Je devine déjà la suite.
- Viens rester près de moi pendant que…
- Eh bien, je…
- Allez, fais-moi plaisir.
Ça se sent qu'Eliad est gêné, vu la façon dont il me regarde. Mais comme à son habitude, il finit par céder aux "caprices" de mon père et se place tout près de lui. Pendant que moi, son propre fils, je me retrouve complètement en arrière. D'un trait, je vide le verre que j'ai en main puis en prends un autre que je lève au-dessus de ma tête en disant à haute voix :
- Je porte un toast en l'honneur de l'heureux du jour qui fête un an de plus. Quoique chaque anniversaire que l'on fête rapproche davantage de la mort !
Les yeux rouges de colère de mon père sont pointés sur moi. Je lui souris en penchant mon verre vers lui.
- Edric ! Cesse de persifler ainsi ton père en public et donne-moi ce verre ! Tu es ivre !
Le père de Maëlly tente de m'arracher mon verre, mais j'esquive son geste.
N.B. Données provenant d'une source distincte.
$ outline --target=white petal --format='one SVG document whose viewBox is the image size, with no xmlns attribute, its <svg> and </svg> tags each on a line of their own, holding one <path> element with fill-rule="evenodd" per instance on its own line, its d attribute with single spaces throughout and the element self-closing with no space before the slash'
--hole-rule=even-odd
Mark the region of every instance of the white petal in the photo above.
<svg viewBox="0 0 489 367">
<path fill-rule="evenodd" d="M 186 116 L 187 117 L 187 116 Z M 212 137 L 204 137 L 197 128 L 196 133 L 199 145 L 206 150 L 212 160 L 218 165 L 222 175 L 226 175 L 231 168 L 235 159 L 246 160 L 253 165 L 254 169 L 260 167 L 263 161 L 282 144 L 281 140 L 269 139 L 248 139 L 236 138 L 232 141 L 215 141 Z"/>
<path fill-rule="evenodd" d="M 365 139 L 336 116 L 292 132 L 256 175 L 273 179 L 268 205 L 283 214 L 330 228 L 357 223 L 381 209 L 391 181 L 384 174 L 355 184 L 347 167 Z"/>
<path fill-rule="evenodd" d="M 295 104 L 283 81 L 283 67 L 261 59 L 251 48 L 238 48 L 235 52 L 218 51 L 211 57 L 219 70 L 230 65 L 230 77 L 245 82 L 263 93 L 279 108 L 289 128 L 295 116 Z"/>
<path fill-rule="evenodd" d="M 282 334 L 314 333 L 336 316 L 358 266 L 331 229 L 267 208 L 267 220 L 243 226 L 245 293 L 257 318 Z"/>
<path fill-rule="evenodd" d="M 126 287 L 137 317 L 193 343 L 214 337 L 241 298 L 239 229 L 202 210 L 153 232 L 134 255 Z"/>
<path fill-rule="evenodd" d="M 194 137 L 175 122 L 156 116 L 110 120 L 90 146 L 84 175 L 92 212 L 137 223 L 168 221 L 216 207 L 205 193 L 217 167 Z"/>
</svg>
- Oh non, tonton Pedro ! Boire m'aide à supporter les vitriols de mon père. D'ailleurs, je sens qu'il m'en lancera une tout à l'heure. Il…
- Laisse cet enfoiré, Pedro et viens avec moi ! riposte mon père qui vient de s'approcher de nous. Il est né avec le goût pour l'alcool dans les gênes ! Il ne s'arrêtera que le jour où on lui aura diagnostiqué une cyrrhose de foie qui l'enverra direct dans la tombe. Et j'espère que ce sera pour bientôt car je ne supporte plus du tout de voir sa face de rat !
J'éclate de rire.
- Alors, trinquons papa ! Trinquons à qui passera de vie à trépas en premier. Moi le jeune, ou toi le vieux ! riposté-je en le regardant droit dans les yeux.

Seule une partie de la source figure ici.